When I turned him to his side, I realized who it was. The man from the alley. I quickly pressed my fingers to his neck and found pulse was there, steady enough. I didn’t think he’d die in the next few moments. But he was cold and wet and clearly had needed the food more than Welcher and his sister did. There was really only one thing for me to do. I lifted him gently and managed to wrap my cloak around us both so I could keep him warm against my chest. Mounting my horse while holding him was tricky and undignified but possible as she was a good animal who trusted me and had no interest in anything but getting home to her stall and was clever enough to know that me on her back was the quickest way there.

She also knew the way home, which meant she needed me to do very little to guide her, leaving part of my mind free to worry about my charge. From the better look I’d had at his clothing, I was beginning to get an idea of what had happened. He’d been in prison; I’d stake Gorsewall Manor on it. And his clothes were those of a clerk of some sort, fairly well-paid, professional. So how had he ended up in prison? I forced myself to consider thievery, that some fellow feeling had caused him to help Welcher, but then why had he been on his knees in front of the tanner? Why not steal himself? No, I suspected he’d been to prison for the crime we’d both committed at one time or another. That explained his wariness in the alley as well. If he’d been taken for sodomy once, a second conviction would be something to fear. No, more than that. I suspected my charge had escaped somehow. He was on the run. Well, he’d be safe at Gorsewall Manor.
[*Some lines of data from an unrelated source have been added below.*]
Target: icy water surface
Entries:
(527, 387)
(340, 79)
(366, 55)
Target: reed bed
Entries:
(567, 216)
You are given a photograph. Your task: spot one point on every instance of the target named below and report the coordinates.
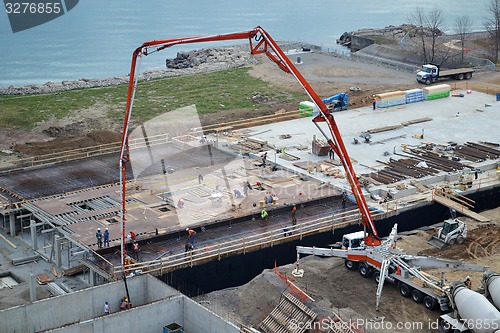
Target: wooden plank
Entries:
(460, 208)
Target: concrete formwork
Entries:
(155, 305)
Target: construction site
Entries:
(315, 219)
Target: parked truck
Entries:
(387, 263)
(472, 312)
(430, 73)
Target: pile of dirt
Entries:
(346, 293)
(484, 241)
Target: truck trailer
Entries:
(430, 73)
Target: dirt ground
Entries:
(327, 74)
(338, 290)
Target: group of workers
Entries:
(100, 237)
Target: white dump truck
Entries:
(430, 73)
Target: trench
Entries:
(239, 269)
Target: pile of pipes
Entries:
(438, 91)
(414, 95)
(390, 99)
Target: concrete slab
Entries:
(454, 119)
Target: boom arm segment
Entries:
(260, 42)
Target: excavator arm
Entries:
(260, 43)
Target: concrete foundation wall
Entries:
(149, 318)
(82, 305)
(199, 319)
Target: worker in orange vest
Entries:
(191, 236)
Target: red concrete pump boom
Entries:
(260, 42)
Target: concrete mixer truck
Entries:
(491, 285)
(472, 312)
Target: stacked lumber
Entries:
(390, 99)
(437, 91)
(44, 278)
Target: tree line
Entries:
(429, 25)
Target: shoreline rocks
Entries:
(185, 63)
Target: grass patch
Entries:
(211, 92)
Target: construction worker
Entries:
(263, 214)
(191, 236)
(106, 308)
(468, 282)
(188, 247)
(98, 236)
(106, 238)
(136, 250)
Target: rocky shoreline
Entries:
(186, 63)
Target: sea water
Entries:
(96, 38)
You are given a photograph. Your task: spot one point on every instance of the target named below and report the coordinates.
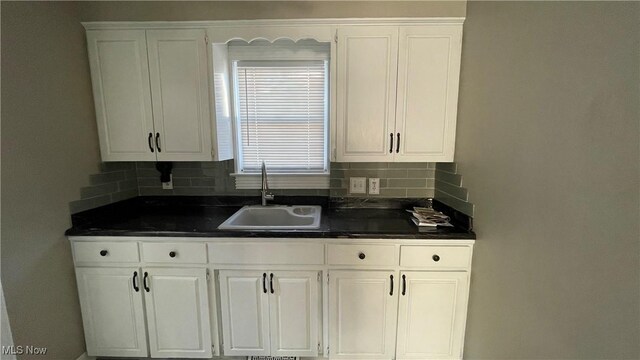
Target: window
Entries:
(281, 112)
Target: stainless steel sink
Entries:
(276, 217)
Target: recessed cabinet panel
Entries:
(294, 313)
(179, 87)
(428, 68)
(245, 313)
(178, 312)
(367, 66)
(432, 315)
(112, 311)
(120, 79)
(362, 311)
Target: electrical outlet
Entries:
(358, 185)
(168, 185)
(374, 186)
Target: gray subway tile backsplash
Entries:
(449, 190)
(212, 178)
(117, 181)
(123, 180)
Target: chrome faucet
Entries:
(266, 195)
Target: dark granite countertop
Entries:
(201, 216)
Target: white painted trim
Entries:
(5, 328)
(84, 356)
(104, 25)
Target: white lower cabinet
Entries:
(270, 313)
(177, 312)
(343, 299)
(431, 315)
(112, 311)
(362, 309)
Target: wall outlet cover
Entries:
(374, 186)
(358, 185)
(168, 185)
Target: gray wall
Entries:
(232, 10)
(49, 147)
(49, 140)
(548, 144)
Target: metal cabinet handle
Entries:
(135, 282)
(404, 285)
(271, 282)
(144, 281)
(264, 282)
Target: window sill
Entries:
(283, 181)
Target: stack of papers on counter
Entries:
(427, 217)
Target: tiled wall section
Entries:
(201, 178)
(397, 180)
(212, 178)
(116, 182)
(449, 190)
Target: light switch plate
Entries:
(168, 185)
(358, 185)
(374, 186)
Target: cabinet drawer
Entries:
(105, 252)
(438, 257)
(176, 253)
(362, 254)
(272, 254)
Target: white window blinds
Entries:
(282, 115)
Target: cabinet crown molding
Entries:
(114, 25)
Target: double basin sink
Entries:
(274, 217)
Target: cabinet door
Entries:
(428, 77)
(179, 88)
(294, 313)
(366, 92)
(245, 312)
(432, 315)
(112, 311)
(120, 78)
(362, 314)
(177, 312)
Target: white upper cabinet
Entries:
(179, 88)
(428, 73)
(153, 95)
(431, 315)
(397, 92)
(367, 69)
(120, 77)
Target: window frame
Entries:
(284, 180)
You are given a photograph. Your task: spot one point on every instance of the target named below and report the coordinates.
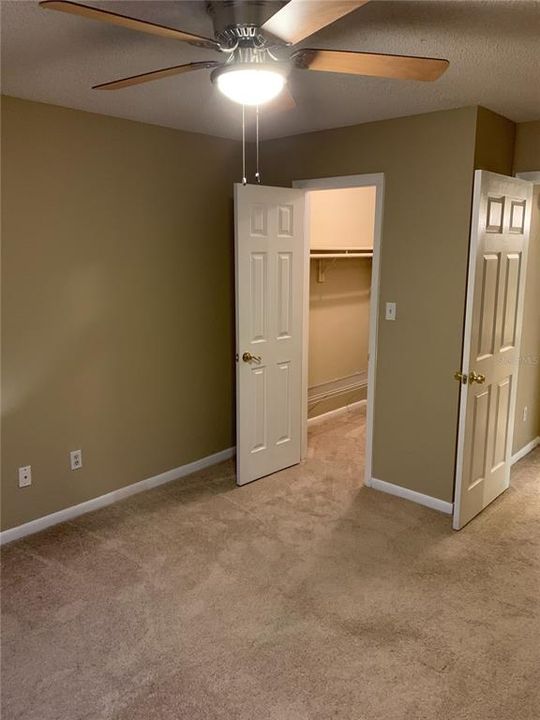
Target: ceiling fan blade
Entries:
(401, 67)
(129, 22)
(155, 75)
(300, 18)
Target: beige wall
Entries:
(527, 153)
(342, 218)
(528, 392)
(527, 159)
(117, 302)
(428, 163)
(495, 139)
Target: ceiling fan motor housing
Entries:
(237, 23)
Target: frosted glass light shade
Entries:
(251, 86)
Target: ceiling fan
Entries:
(251, 34)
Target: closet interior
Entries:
(341, 230)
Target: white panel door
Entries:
(270, 281)
(495, 294)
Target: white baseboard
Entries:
(337, 411)
(75, 510)
(525, 450)
(413, 496)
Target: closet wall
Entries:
(340, 220)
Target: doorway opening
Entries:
(343, 219)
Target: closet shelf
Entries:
(341, 254)
(337, 254)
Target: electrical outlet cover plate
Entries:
(390, 311)
(25, 476)
(75, 459)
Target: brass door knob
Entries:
(476, 377)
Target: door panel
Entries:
(495, 292)
(270, 277)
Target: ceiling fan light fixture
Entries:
(251, 85)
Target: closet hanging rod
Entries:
(322, 256)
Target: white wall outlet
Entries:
(75, 459)
(390, 311)
(25, 476)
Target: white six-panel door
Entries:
(270, 281)
(496, 284)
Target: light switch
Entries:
(390, 311)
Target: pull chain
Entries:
(257, 173)
(244, 178)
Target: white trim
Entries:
(338, 411)
(533, 177)
(413, 496)
(344, 181)
(525, 450)
(103, 500)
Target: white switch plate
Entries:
(390, 311)
(25, 476)
(75, 459)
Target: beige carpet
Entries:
(300, 597)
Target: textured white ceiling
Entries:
(493, 47)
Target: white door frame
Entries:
(346, 181)
(533, 177)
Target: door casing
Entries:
(346, 181)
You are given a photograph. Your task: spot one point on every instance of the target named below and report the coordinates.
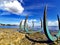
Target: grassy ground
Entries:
(12, 37)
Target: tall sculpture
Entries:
(46, 30)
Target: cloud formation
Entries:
(12, 6)
(38, 23)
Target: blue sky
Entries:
(13, 11)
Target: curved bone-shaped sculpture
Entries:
(46, 30)
(26, 29)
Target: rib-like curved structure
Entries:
(46, 30)
(26, 29)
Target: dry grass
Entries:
(12, 37)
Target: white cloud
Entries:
(38, 23)
(12, 6)
(52, 23)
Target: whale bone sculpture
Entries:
(46, 30)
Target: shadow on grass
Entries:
(32, 40)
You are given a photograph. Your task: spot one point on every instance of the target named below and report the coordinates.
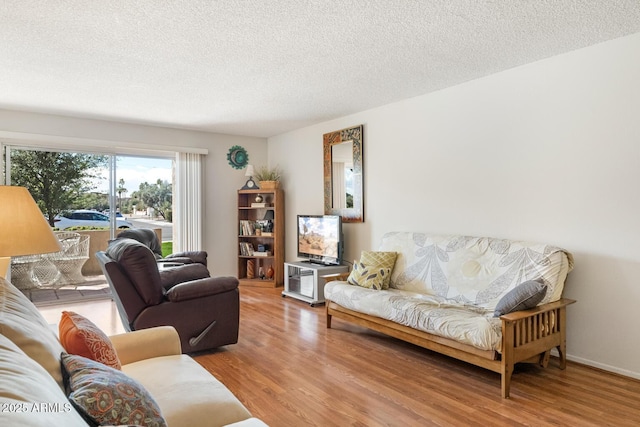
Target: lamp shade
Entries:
(23, 228)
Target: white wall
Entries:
(221, 181)
(548, 152)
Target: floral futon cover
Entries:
(449, 285)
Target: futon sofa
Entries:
(491, 302)
(31, 384)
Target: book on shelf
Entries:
(246, 249)
(247, 227)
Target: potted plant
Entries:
(269, 178)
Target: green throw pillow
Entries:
(106, 396)
(380, 260)
(372, 277)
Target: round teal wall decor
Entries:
(237, 157)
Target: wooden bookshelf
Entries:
(250, 240)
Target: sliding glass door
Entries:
(86, 197)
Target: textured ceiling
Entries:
(261, 68)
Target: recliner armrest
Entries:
(201, 288)
(194, 256)
(146, 344)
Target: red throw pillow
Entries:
(80, 336)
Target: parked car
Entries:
(87, 218)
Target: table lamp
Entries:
(23, 228)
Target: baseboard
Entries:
(604, 367)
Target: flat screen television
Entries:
(320, 238)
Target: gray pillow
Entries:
(524, 296)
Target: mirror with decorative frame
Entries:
(343, 174)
I could see to that at least.


Ralph met me in the stables when I arrived, so interested in greeting my horse he almost missed the fact that I was burdened with a guest. When he did, he hurried to help me down. “I’ll take him through the kitchen,” I said, and Ralph sent one of the lads to go along with me and pound on the door. Mrs. Hopkins answered on the second knock. “Dinner won’t be ready for… Oh, your lordship. What’s this?”

“I think he was set upon by highwaymen,” I said as I brought him through.

“Hmm.” She didn’t believe me, but she also didn’t object.

“He’ll need a room prepared for him.”

“I’ll make up a bed in the storeroom if you like. Won’t take a moment. Moira! Get some sheets from the donation box.”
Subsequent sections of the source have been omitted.